E così presi un respiro, pronto ad iniziare. Non dovevo creare alcun cerchio, non dovevo accendere nessuna candela. Quella barriera doveva provenire da me e innalzarsi, in un certo senso. Ignorai il fermento che si udiva chiaramente dall'interno della fortezza. Ignorai la vista magnifica del sole che, pian piano, iniziava a ripararsi dietro agli alberi della foresta, quasi impaurito, cedendo il posto alla sera. Aprii un poco le mani, in una coppa, poi chiusi gli occhi. Mi concentrai, rilassando le spalle, con l'intenzione di creare dell'energia all'interno di esse. All'interno delle mani, l'aria si fece densa, tremula, mentre queste venivano percorse da una sorta di formicolio, come se mi si fossero addormentate e poi risvegliate. Un pizzicore, piacevole ma anche un po' doloroso.
E poi la sentii, fremente fra le mani, quell'energia, una sorta di calore morbido e appena palpabile, come l'acqua calda che ti scivola fra le dita. La strinsi, concentrandomi per avvertire meglio la sensazione di calore, e cercai di amplificarla, di ricordare qualcosa di altrettanto caldo. Il calore di un focolare, il calore di una risata amica, il calore delle braccia di André che mi avvolgevano. Avvertii la magia che attraversava il mio corpo: scorreva come acqua, come una cascata che mi bagnava dal capo fino ai piedi, ed io la accoglievo, immaginando che quella sfera di energia si amplificasse. E si amplificasse, e amplificasse.
Aprii gli occhi.
Attorno a me, che circondava l'intera fortezza, c'era una grandissima sfera trasparente, come un'enorme campana di vetro sottile. Ora che ci ero riuscito, la parte più faticosa era mantenere quella barriera e rafforzarla. Ma, a quel punto, avrei dovuto ricorrere a qualcosa dentro di me. Un ricordo piacevole, qualcosa che creasse un equilibrio fra quel potere e il mio corpo umano.
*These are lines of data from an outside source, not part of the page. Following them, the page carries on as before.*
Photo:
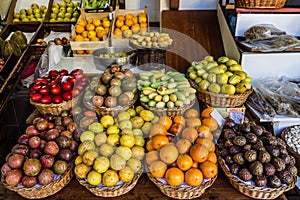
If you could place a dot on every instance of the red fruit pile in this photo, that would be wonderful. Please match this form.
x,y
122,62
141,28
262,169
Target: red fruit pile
x,y
58,86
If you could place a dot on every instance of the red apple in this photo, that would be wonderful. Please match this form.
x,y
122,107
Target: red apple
x,y
46,100
44,90
55,89
57,99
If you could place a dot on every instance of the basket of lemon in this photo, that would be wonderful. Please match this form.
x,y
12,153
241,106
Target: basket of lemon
x,y
192,150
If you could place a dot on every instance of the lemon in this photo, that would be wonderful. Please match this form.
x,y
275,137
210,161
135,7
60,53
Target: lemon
x,y
94,178
110,178
101,164
126,174
87,135
107,121
127,140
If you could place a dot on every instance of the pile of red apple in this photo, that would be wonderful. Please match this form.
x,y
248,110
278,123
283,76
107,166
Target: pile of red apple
x,y
58,86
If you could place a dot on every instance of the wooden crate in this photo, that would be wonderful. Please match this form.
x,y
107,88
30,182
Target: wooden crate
x,y
90,45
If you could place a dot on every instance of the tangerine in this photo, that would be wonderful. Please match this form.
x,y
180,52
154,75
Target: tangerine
x,y
184,162
174,176
208,169
193,177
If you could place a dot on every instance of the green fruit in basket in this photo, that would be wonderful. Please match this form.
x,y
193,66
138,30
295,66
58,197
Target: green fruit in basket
x,y
228,89
203,84
222,78
214,87
234,79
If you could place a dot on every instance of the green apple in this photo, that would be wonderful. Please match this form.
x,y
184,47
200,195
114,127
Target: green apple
x,y
55,10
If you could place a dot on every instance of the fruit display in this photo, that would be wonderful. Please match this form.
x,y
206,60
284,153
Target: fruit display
x,y
34,13
224,75
43,153
181,150
115,88
112,149
151,40
128,24
65,11
165,90
58,86
255,156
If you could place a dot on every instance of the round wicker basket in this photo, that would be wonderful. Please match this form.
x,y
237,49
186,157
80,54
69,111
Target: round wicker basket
x,y
182,192
171,112
290,149
114,191
55,109
254,191
44,190
220,100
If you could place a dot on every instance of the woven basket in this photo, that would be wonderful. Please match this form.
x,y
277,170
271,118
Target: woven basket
x,y
45,190
290,149
171,112
253,191
259,3
114,191
182,192
220,100
101,111
55,109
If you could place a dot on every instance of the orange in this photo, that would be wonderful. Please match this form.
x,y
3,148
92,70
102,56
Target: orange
x,y
129,22
121,17
211,123
179,119
206,112
190,134
158,168
212,157
151,157
184,162
166,121
183,146
199,153
174,176
158,129
79,29
176,128
208,169
191,113
193,177
203,130
158,141
206,142
193,122
149,146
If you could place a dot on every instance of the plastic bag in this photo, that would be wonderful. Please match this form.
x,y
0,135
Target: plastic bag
x,y
262,31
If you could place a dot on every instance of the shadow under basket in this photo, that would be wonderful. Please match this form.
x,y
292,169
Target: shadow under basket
x,y
151,59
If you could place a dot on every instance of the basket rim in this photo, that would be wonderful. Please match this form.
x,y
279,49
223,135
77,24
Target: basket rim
x,y
276,191
39,191
113,191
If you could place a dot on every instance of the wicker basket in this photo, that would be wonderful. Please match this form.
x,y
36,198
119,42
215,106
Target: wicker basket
x,y
45,190
220,100
290,149
253,191
114,191
259,3
55,109
171,112
182,192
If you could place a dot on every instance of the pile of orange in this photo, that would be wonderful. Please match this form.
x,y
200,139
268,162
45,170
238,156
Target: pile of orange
x,y
126,25
182,149
92,29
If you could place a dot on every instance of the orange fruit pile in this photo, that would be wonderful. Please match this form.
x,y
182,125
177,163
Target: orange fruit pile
x,y
182,149
126,25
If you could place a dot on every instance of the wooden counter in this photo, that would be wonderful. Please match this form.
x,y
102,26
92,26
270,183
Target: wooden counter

Ricordai delle calde giornate estive nella mia fattoria, di come mi nascondevo nel granaio a provare incantesimi, la luce blu carica di magia scintillava sotto al sole che tramontava. Ricordai il silenzio, e quel profumo delicato di fiori. E quando mio padre, dopo aver frantumato il grano e preso le uova delle nostre galline, creava le brioche allo zenzero, quasi come se fosse una magia, cospargendo tutta la casa di quell'odore per giorni e giorni.
Sentii la magia vibrare dentro di me, pizzicarmi le dita, fremere per aumentare, implodere dentro di me. Ero ubriaco. Ubriaco di incantesimi, di potere e forza. Sentivo le punte dei miei capelli che scoppiettavano. Sentivo quell'energia fra le mie mani che era diventato un qualcosa di solido, che sprizzava scintille.
La barriera divenne visibilmente più spessa, ed io la immaginai dura e coriacea come una pietra, come il ferro forgiato dal miglior fabbro.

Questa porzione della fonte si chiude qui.